My wonderful world of macOS - nikivi
https://github.com/nikitavoloboev/my-mac-os#readme
======
aquova
I always enjoy seeing a list of programs that people recommend, and there are
quite a few on here that I use myself as well as some that I will need to
check out. In addition, there are a few noteworthy Mac apps that I would also
recommend:

\- Quicksilver - Similar to Alfred and Spotlight, Quicksilver is a free
application that allows you to perform application functions with keybindings.
I also use it to easily use search engines and create custom keybindings. It's
beginning to show its age, but it's a great free alternative and still has an
active plug-in scene.

\- OpenEmu - Easily the best video game emulator suite I've ever seen. A clean
interface, very easy to view and manage your games and installed emulator
cores. I find competing products like Retroarch to be a nightmare in terms of
UI, OpenEmu simply feels clean and easy to use.

\- MacVim - A GUI Vim editor. Combines the versatility of Vim in a modern Mac
application.

\- Quiver - A note-taking app, similar to Evernote. However, Quiver also
supports note taking in both Markdown and LaTeX, which I find very useful.
There is also a phone app, and can sync notes via Dropbox between them.

\- Aseprite - Drawing software focused on creating pixel art.

\- PICO-8 - Create retro-inspired games in Lua.

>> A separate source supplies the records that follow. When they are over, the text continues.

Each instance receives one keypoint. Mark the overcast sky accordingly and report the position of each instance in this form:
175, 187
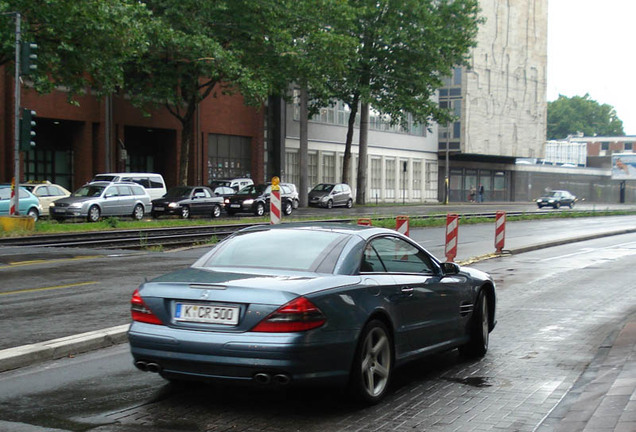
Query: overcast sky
592, 49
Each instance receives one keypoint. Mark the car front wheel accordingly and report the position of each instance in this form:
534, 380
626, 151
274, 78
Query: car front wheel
33, 213
287, 208
93, 214
373, 363
479, 330
138, 212
260, 209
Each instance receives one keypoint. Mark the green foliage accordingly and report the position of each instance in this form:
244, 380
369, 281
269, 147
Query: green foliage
581, 114
404, 49
112, 222
81, 44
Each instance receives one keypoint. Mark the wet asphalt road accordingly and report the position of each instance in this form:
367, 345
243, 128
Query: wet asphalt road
557, 308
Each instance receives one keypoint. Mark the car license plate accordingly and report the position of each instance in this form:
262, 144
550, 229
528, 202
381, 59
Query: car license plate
210, 314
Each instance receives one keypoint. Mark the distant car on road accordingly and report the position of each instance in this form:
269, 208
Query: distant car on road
255, 199
296, 304
186, 201
236, 184
291, 190
154, 184
29, 203
223, 191
46, 192
97, 199
556, 199
331, 195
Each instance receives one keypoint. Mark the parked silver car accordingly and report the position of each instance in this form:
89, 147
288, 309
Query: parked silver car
97, 199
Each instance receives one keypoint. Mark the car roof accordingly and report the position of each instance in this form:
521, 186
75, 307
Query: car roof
339, 227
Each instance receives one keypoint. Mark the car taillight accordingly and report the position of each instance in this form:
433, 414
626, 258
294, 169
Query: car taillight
140, 311
298, 315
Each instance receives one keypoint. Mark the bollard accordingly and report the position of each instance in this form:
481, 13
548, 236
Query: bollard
402, 225
13, 204
274, 202
452, 231
500, 230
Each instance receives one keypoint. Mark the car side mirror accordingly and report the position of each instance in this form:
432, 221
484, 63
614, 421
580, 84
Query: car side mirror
450, 268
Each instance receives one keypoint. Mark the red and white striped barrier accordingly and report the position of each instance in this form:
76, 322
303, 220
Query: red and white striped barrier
274, 202
365, 222
452, 231
402, 225
500, 230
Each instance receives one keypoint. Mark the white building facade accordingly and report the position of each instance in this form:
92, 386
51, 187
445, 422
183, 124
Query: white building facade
402, 162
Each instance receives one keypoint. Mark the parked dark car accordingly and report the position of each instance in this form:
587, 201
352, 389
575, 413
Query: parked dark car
186, 201
309, 303
223, 191
290, 190
255, 199
557, 199
331, 195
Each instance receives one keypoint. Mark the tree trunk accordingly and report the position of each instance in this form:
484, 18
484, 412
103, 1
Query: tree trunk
187, 138
304, 147
346, 160
361, 192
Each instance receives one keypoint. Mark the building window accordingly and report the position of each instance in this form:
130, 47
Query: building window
457, 76
292, 171
376, 177
329, 168
312, 169
228, 156
417, 179
457, 130
390, 178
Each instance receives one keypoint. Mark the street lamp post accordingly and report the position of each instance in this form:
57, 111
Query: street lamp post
15, 205
447, 167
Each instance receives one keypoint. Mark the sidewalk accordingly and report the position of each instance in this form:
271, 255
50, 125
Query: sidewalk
604, 397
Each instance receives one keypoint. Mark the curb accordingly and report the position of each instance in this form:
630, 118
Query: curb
13, 358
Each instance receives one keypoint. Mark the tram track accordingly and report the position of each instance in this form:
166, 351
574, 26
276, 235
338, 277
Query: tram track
172, 237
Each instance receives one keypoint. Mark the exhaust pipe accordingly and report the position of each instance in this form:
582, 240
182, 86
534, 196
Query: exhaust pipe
281, 379
262, 378
141, 365
153, 367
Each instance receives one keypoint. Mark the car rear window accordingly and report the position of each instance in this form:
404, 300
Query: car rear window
298, 249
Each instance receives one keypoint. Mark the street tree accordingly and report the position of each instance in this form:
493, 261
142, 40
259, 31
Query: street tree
315, 54
205, 49
405, 48
582, 114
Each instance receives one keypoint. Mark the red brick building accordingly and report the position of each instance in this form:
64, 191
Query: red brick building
75, 142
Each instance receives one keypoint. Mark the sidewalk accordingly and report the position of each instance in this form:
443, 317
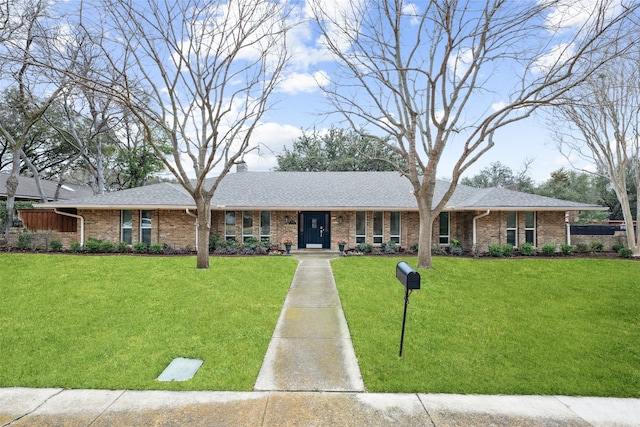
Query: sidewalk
311, 348
309, 377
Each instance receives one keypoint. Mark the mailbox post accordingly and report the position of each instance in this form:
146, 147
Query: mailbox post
410, 279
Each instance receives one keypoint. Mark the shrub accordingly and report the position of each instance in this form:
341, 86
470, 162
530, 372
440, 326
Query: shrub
566, 249
456, 247
390, 247
616, 247
92, 246
526, 249
596, 246
507, 250
214, 242
549, 249
56, 245
156, 248
582, 248
496, 251
140, 248
625, 253
24, 241
106, 246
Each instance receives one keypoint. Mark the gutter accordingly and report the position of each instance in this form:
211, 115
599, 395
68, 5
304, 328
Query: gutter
77, 217
475, 218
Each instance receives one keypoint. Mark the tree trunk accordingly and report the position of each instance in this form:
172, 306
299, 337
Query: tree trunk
424, 235
203, 205
623, 197
12, 188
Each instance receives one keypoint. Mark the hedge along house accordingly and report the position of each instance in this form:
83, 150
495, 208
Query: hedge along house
316, 209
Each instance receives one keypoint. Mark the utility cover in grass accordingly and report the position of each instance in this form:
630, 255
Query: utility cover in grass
180, 369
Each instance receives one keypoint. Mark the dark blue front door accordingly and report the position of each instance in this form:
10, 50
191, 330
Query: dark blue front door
314, 232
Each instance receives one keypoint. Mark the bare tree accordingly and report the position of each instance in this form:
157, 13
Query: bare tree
202, 72
29, 40
603, 128
443, 76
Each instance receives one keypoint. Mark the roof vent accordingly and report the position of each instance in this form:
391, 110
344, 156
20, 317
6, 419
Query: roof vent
241, 166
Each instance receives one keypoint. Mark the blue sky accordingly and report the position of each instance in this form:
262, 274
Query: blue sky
300, 103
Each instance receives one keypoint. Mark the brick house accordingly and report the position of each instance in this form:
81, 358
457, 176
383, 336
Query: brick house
315, 209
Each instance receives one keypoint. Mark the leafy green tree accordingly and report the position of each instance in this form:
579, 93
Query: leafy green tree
337, 150
499, 175
571, 185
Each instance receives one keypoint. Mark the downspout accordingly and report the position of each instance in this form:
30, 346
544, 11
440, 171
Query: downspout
196, 217
475, 234
81, 223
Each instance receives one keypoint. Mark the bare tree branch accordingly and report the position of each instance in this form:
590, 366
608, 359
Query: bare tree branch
433, 75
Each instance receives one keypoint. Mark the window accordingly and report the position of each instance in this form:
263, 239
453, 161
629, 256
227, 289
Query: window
230, 225
247, 225
361, 226
394, 234
530, 227
126, 227
378, 227
145, 227
512, 228
443, 238
265, 225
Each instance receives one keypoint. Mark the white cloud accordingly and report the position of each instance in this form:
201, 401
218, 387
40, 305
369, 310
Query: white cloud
573, 14
271, 139
411, 10
460, 62
497, 106
558, 55
299, 82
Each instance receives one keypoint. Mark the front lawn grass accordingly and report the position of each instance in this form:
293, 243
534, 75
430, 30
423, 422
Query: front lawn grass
533, 326
116, 322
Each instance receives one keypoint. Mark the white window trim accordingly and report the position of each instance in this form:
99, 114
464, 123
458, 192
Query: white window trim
511, 228
392, 236
378, 236
448, 235
361, 237
535, 234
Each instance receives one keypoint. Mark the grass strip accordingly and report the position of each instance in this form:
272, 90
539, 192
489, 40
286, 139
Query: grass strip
542, 327
116, 322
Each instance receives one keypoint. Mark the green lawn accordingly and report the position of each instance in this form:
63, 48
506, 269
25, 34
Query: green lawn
116, 322
532, 326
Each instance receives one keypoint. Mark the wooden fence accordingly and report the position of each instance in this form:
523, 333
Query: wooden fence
47, 220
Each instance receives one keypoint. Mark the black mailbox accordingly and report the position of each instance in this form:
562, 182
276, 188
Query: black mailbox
409, 278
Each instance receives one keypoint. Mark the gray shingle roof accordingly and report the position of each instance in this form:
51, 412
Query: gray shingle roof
27, 189
320, 191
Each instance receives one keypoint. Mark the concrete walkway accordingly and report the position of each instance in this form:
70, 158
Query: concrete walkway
309, 377
311, 347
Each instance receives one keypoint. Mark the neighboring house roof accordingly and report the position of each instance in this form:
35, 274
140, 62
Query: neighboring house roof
27, 189
319, 191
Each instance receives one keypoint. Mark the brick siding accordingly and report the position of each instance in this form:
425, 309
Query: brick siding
176, 228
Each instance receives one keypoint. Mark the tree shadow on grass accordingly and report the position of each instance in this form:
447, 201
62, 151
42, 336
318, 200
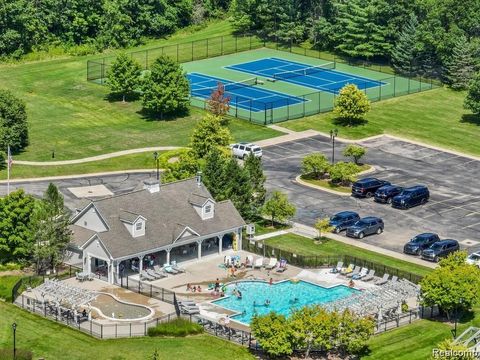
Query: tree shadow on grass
471, 119
119, 97
153, 116
348, 122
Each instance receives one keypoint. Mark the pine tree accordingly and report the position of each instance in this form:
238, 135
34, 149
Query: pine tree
472, 100
459, 68
405, 48
165, 88
253, 165
358, 32
124, 75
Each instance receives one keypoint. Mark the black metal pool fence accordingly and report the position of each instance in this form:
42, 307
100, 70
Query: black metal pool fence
314, 102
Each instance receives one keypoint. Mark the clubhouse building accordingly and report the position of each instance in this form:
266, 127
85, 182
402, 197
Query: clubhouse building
155, 225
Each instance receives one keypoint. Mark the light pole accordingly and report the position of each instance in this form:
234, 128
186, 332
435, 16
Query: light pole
155, 157
14, 328
333, 135
456, 317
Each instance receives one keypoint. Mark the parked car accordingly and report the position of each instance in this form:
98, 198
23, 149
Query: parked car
366, 226
412, 196
474, 259
386, 193
440, 249
340, 221
367, 187
419, 243
242, 150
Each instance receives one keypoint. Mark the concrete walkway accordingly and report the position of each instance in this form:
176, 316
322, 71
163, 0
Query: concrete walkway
95, 158
311, 232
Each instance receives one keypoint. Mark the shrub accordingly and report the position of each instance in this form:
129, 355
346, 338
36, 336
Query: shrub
19, 354
177, 327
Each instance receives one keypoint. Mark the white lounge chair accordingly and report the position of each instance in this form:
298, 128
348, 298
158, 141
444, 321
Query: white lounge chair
249, 261
363, 272
369, 276
338, 268
355, 271
383, 280
258, 263
272, 262
144, 275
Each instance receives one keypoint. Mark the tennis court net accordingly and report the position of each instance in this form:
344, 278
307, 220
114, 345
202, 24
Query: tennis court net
202, 90
304, 71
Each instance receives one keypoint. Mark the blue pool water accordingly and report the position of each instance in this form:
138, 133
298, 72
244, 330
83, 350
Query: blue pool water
284, 296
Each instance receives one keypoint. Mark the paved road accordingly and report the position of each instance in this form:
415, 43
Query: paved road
453, 210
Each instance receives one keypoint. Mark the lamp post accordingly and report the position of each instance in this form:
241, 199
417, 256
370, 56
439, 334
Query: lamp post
155, 157
333, 135
460, 301
14, 328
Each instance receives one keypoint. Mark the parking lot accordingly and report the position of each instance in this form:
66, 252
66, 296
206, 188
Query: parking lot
453, 209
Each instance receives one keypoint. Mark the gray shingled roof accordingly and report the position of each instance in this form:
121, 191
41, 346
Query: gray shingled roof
80, 235
167, 212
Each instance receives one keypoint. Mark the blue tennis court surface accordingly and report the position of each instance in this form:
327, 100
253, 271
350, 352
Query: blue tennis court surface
315, 77
242, 94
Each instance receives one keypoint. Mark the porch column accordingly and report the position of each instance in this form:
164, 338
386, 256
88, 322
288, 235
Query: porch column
89, 264
199, 247
220, 244
140, 264
239, 239
168, 255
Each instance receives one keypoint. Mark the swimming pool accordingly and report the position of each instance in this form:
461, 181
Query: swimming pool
283, 296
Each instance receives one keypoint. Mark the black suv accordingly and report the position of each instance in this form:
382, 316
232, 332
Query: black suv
340, 221
366, 226
412, 196
419, 243
440, 249
367, 187
386, 193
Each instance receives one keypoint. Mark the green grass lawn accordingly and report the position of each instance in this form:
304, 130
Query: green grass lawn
435, 117
73, 117
54, 341
304, 246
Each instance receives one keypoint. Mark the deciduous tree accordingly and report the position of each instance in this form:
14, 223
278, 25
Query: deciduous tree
344, 173
272, 333
356, 152
209, 133
165, 88
278, 208
453, 285
315, 165
472, 100
16, 237
124, 76
351, 104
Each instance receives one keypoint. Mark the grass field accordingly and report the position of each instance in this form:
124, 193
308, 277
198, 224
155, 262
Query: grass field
436, 117
304, 246
73, 117
50, 340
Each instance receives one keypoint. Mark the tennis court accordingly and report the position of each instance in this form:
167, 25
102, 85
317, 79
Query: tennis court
243, 94
321, 77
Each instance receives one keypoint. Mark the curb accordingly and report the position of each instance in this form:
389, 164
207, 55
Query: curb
66, 177
304, 183
309, 231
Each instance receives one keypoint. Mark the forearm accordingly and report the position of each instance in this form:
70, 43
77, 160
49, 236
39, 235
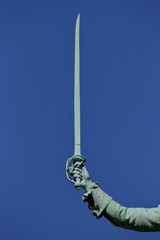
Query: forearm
139, 219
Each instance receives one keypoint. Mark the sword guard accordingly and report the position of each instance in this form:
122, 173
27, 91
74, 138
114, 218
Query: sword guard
78, 161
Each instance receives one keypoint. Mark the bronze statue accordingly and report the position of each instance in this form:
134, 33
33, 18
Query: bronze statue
139, 219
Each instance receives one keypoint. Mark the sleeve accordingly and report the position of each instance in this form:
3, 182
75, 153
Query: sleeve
138, 219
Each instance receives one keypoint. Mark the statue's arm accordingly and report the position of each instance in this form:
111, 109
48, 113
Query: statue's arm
139, 219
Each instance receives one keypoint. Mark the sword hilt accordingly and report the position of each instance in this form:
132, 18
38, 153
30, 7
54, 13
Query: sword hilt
78, 161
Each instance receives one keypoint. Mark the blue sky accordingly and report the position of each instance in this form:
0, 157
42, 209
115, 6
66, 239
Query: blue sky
120, 114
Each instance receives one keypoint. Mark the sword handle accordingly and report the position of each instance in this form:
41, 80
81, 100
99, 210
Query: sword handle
78, 161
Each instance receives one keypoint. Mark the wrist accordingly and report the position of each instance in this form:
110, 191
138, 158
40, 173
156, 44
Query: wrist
88, 185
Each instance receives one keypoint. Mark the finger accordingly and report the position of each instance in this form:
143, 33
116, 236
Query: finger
77, 176
78, 169
77, 172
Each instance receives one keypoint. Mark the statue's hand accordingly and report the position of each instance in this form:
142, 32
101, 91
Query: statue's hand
83, 175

There's also a number of more well-known applications that I would recommend,
but are probably famous enough that I don't need to go into detail, such as
Firefox, F.lux, and GIMP.

------
dewey
Neat list, I like the Context app as switching with tab is always a bit
awkward to me.

I usually try not to use too many third party apps just so setting up a new
machine is fast and I don't have to maintain too many things. Especially if
switching between work and personal machine. If it's something like snippets I
try not to use them too much, or set them up in my IDE so I won't struggle if
I have to work on another machine or environment. This is—of course—just a
personal preference.

There are some that I use on both machines and a lot so I wrote them up a
while ago for someone who got their first Mac, maybe there's something
interesting in there too for someone:

[https://blog.notmyhostna.me/essential-apps-on-
macos/](https://blog.notmyhostna.me/essential-apps-on-macos/)

------
celias
DTerm is a nice utility
[https://github.com/muhqu/dterm](https://github.com/muhqu/dterm)

------
devxpy
*cries in Gnome